The Core Diet Blog

The following content was provided by Registered Dietitian, Stevie Lyn Smith.

As racing season and warmer weather (hopefully) approaches inquiries from athletes about the newest trend, the Ketogenic diet, also known as Keto, keep landing in my inbox.

So what exactly is a Keto diet? Simply put it is a very low carbohydrate, high fat diet where one adheres to eating 20-50 grams of carbohydrate or less per day, with the macros breaking down to 75-80% fat and 15-20% protein. The diet is to exclude fruits, starchy vegetables, and all grains.

What theory is this all based on? The concept stems from the bodies energy systems and how they use fuel during exercise. Whether it’s a sprint or a long endurance event, our body needs fuel to complete what we’re asking it to do. This is where we see differing energy systems come into play. There is the glycolytic pathway that is used for anaerobic exercise such as a thirty second sprint or a resistance exercise. In aerobic exercise (bouts longer than 2-3 minutes) oxygen becomes more available to working muscle and the oxidative pathway is then utilized.
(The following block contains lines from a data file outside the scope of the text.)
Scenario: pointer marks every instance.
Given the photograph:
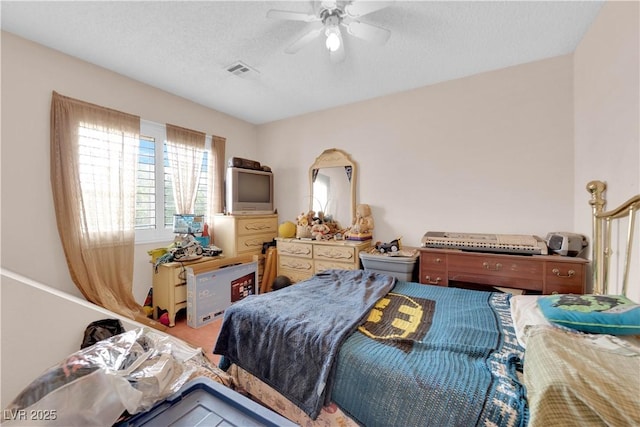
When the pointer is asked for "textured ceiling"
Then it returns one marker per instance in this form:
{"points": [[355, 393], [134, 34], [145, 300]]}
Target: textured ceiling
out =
{"points": [[184, 47]]}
This pathway used in endurance activity is where both carbohydrates and fat are both used for fuel.

Those who follow and believe in the Keto diet do so based on claims that by following a low carb, high fat diet that you train your body to adapt and use fat as fuel instead of carbs or what some call ‘metabolic efficiency’. It is impossible to train your body to only use fat for fuel, you may train your body to use fewer carbohydrates but the results don’t indicate a significant performance improvement in endurance athletes. The research that has been done on keto endurance athletes in multiple studies show no improvements in performance in races, impaired exercise economy, and decreased ability of an athlete to perform high intensity work.

Why do we suspect these are the results? The major findings suspect decreased glycogen stores (the stored form of carbohydrate) and reduced economy, meaning that more oxygen is needed to do the same amount of work.  Along with these performance and training limiters you are also adding in another; decreased ability to tolerate and digest race nutrition. As you train your body to utilize less for fuel you are in turn, also training your digestive system to be able digest and handle less race nutrition.  This is especially a concern with long course and endurance athletes as inability to take in and tolerate race nutrition is a major limiter in being able to perform on race day, even in non-Keto athletes. This is why we encourage our athletes to always practice their race nutrition and fuel EVERY workout. We call it ‘training the gut’. This takes out the chance of having your fueling have a negative impact or limit your performance.

Most of the athletic improvements seen in athletes who have followed a keto diet are most likely related to weight loss, as it is well known that weight loss, while maintaining a healthy body weight, can have a significant impact on improving speed.  But these improvements can also be achieved by following a balanced diet to promote weight loss. Due to how restrictive the keto diet is, it can put athletes at risk for nutrient deficiencies and in result have a negative impact on immune health.  Additionally, a recent study has also shown an increase in LDL-cholesterol, or the ‘bad’ cholesterol by 10.7% over six weeks. There is also emerging evidence on the negative effect following a keto diet can have on gut health.

Overall, we don’t know what the long-term effects of this diet are on both athletic performance and health, but the lack of nutrient and fiber rich foods is concerning.  In addition to immune and overall health concerns, although you may train your body to use fewer carbohydrates during exercise the shown effects on performance are minimal to decreased and can lead to race nutrition being a limiter in long course athletes.  At The Core Diet, we instead focus on creating sensible habits, around sound nutrition, that are sustainable for a lifestyle! Fad diets are just that, fads - “an intense and widely shared enthusiasm for something, especially one that is short-lived and without basis in the object's qualities; a craze.”